Hydronephrosis
水腎症とは腎臓で作られた尿の流れがせきとめられて、尿の通り道や腎臓の中に尿がたまって拡張した状態をいいます。拡張の程度はさまざまで、腎臓が尿でボールのように膨らんで見える場合もありますし、正常に比べてわずかに拡張しているだけで病気とはいえない軽いものまであります。尿は川の流れのように腎臓から尿管、膀胱、尿道へと流れて体外に出て行きます。
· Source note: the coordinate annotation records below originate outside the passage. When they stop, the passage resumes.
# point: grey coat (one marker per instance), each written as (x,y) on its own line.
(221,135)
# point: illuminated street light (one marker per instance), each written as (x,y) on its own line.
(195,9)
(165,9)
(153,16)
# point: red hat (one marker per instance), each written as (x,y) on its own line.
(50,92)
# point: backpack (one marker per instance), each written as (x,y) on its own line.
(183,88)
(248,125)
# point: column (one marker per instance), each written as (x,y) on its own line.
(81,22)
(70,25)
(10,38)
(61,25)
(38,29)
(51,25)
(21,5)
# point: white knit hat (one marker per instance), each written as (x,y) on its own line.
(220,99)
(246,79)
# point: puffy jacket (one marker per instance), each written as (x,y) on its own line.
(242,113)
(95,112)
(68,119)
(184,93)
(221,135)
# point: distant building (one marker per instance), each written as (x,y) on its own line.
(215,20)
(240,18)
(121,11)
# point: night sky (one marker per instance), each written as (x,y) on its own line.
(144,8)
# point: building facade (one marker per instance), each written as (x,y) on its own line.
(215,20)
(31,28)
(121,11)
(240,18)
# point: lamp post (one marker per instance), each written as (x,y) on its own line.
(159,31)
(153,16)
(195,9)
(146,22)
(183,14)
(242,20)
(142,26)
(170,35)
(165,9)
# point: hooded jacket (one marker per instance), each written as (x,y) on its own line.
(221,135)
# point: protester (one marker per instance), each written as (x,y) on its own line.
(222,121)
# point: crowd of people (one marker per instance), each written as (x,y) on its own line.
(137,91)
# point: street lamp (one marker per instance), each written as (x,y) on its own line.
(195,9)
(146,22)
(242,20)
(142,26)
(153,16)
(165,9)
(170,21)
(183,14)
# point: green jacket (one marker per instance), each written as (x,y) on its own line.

この流れの途中に狭い場所、流れにくい場所があるとそこより上流の尿路が拡張して水腎症が生じます。こういう病態を「尿路閉塞」と呼びますが、完全に閉塞しているわけではなく多くの場合、狭窄があっても尿は流れています。
こどもの水腎症の原因は先天的な狭窄がほとんどです。
狭窄する場所で最も頻度の高いのは「腎盂尿管移行部狭窄」といわれる腎臓と尿管のつなぎ目が狭くなっている場合で、水腎症の原因の約70~80%を占めています。その次は尿管と膀胱のつなぎ目が狭くなっている場合です。この場合は尿管も太く拡張していますので「巨大尿管症」と呼びます。拡張した尿管の先端が膀胱の中に風船のように飛び出してる場合は「尿管瘤」と呼びます。
こどもの先天性の病気では何らかの遺伝子が関与していると考えられますが、現時点でヒトの水腎症をひきおこす遺伝子や遺伝傾向はわかっていません。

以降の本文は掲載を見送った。